The U.S. Needs Lots More Reynolds Cottages

By: Don Mathews
December 18, 2024

Two of my favorite lists are: (1) wonderful things happening in the City of Brunswick these days (list is long), and (2) things in the works that will soon move from this list to the first list. Keep an eye on Forward Brunswick’s Reynolds Cottages project. It’s scheduled to jump from list 2 to list 1 in January 2026, when construction of the 46th cottage adorning a two-acre parcel in the New Town district of Brunswick is completed.

The project plan shows a variety of cottages: studio, one-, two- and three bedrooms; a mix of one and two stories. Twenty-one will be sold and 25 rented. As American housing goes, the cottages are on the small side, appropriate for many budgets and right for a walkable neighborhood. The style is a perfect fit: an older, simpler design, each equipped with both charm and front porch, each exactly what you’d expect a cottage in Brunswick to look like.

Designers know some optics tricks. A neat one is placing buildings of particular sizes and shapes in particular ways to make a neighborhood appear much less densely populated than it actually is. To see the trick executed masterfully, visit old neighborhoods in an old city. Or wait a year and visit Reynolds Cottages, where 46 front porch-equipped cottages, two lots of green space and an alley with parking will appear cozy yet comfortable on two acres.

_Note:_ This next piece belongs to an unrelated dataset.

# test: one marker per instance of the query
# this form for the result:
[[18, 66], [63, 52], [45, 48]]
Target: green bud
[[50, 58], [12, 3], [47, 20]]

Lance Sabbe, Executive Director of Forward Brunswick, hopes Reynolds is the first of several cottage projects in Brunswick. City workers, first responders and folks who enjoy genuine neighborhood living are target Reynolds residents.

Reynolds Cottages is a type of residential housing that city planners and housing industry people call “missing middle housing.” Urban designer Daniel Parolek came up with the term in 2010. Fourteen years later, ‘missing middle housing’ also functions as the most accurate three-word description of the country’s current housing problem that one can imagine. That’s no coincidence. What inspired the term also caused the current housing problem: local zoning laws.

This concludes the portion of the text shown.